Primo: ho fatto una cosa mai tentata prima (almeno non in questa maniera), e sono ancora qui. Lo posso raccontare. Sono sopravvissuta.
Secondo: Sono viva. Nel senso che sono ancora in grado di provare emozioni. Mi ero autoconvinta di avere un cuore di pietra, ma da qualche parte ci dev’essere qualche rimasuglio di panna (tipo cornetto). C’è sempre anche un rovescio della medaglia in questo, ma lo prendo comunque come una cosa buona.
Terzo: lo posso rifare. Non per masochismo, ma ho capito che sono in grado. Ci ho messo quei 30 anni a capirlo, ma meglio tardi che mai. E poiché c’è qualcosa che secondo me non è ancora chiaro, posso lanciarmi sul secondo round della missione. Tanto il treno mi ha già investito una volta, non posso soccombere di nuovo nella stessa maniera. No?

Canto diurno di una segretaria errante dell’Emilia

“Che fai tu, luna, in ciel? dimmi, che fai,
Silenziosa luna?
Sorgi la sera, e vai,
Contemplando i deserti; indi ti posi.
Ancor non sei tu paga
Di riandare i sempiterni calli?
Ancor non prendi a schivo, ancor sei vaga
Di mirar queste valli?”

Somiglia alla tua vita la vita del pastore, proseguiva Giacomo “Mister Ottimismo” Leopardi. Non si può dire che sia molto diversa la vita della segretaria, la quale si siede alla scrivania e ogni giorno si smazza più o meno le stesse scartoffie e risponde alle stesse domande.

La segretaria come me, che non passa i (molti) momenti morti a pittarsi le unghie, ha tempo per pensare. Citando ancora Leopardi:

“Dimmi: perché giacendo
A bell’agio, ozioso,
S’appaga ogni animale;
Me, s’io giaccio in riposo, il tedio assale?”

La sottoscritta segretaria a riposo fa una carrellata della vita, rilegge qualche pensiero passato, archiviato e messo sotto chiave, e riflette. Senza scivolare nel pessimismo assoluto che fa dire al pastore errante dell’Asia: “E’ funesto a chi nasce il dì natale”, la pessimista segretaria errante dell’Emilia inquadra la sua classica maniera di ragionare: andrà tutto male.

Pare che, in economia, esista una teoria secondo la quale la positività crea risultati positivi. Non posso confermare né smentire la cosa, e nemmeno approfondire, anche perché l’unica nozione che ho in questo senso è stata estrapolata da un’intervista a Luca Argentero su Vanity Fair (!). Forse, in effetti, è una boiata, e Luca Argentero è positivo perché è un figo e gli va tutto meglio che a me. Pero’ cosi, per non saper né leggere né scrivere, razionalmente mi viene da pensare che un atteggiamento positivo porti, se non proprio risultati positivi, almeno una maniera migliore di affrontare le situazioni.
Per converso, io, segretaria errante, uso la teoria opposta: tutto andrà male, quindi, se va male me lo aspettavo, e se invece va bene tanto di guadagnato.
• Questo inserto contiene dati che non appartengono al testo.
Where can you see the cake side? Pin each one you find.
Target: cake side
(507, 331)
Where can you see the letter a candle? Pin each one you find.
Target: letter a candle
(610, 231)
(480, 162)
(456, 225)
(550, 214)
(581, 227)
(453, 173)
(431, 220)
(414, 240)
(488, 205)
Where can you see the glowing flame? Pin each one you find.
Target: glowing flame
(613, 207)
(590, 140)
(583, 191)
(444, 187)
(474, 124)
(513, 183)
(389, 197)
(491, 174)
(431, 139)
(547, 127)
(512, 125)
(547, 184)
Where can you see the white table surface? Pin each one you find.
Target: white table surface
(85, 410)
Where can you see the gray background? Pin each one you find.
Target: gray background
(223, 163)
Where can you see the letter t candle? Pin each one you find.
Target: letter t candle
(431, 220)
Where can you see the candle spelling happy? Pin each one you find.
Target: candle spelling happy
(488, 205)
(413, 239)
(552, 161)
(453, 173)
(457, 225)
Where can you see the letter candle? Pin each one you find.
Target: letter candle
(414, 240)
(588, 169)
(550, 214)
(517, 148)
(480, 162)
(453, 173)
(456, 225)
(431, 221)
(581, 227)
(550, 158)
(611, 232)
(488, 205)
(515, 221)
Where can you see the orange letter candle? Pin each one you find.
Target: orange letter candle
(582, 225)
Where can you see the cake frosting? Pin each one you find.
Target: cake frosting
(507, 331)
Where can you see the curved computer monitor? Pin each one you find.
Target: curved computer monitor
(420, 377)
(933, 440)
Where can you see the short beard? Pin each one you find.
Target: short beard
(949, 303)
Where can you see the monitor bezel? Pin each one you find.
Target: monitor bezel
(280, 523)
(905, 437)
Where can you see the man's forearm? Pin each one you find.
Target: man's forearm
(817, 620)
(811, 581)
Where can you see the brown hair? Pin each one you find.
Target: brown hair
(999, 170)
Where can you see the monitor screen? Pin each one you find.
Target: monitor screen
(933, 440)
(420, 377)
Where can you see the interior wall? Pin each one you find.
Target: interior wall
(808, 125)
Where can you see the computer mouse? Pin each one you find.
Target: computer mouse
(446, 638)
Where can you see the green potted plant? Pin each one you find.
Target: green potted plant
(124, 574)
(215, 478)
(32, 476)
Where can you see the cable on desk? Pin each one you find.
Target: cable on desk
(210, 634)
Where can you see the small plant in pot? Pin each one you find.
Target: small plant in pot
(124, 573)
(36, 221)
Devo ammetterlo, è un atteggiamento che non ha mai portato grandi risultati. Per usare una metafora calcistica, è come fare catenaccio spietato con una sola punta davanti: non si prende gol, ma nemmeno lo si fa. In parole povere, uno non si fa male, ma il risultato non è positivo: è non negativo.
Eppure continuo su questa strada: l’autodifesa preferita a qualche salto nel vuoto che ogni tanto, forse, bisognerebbe tentare.

In effetti, la segretaria errante dell’Emilia preferisce leggere Leopardi in pausa pranzo e ragionare con lui delle stelle e della natura matrigna, piuttosto che riorganizzare gli schemi in campo e metter su un attaccante e togliere un difensore, e provare a sbloccare il risultato.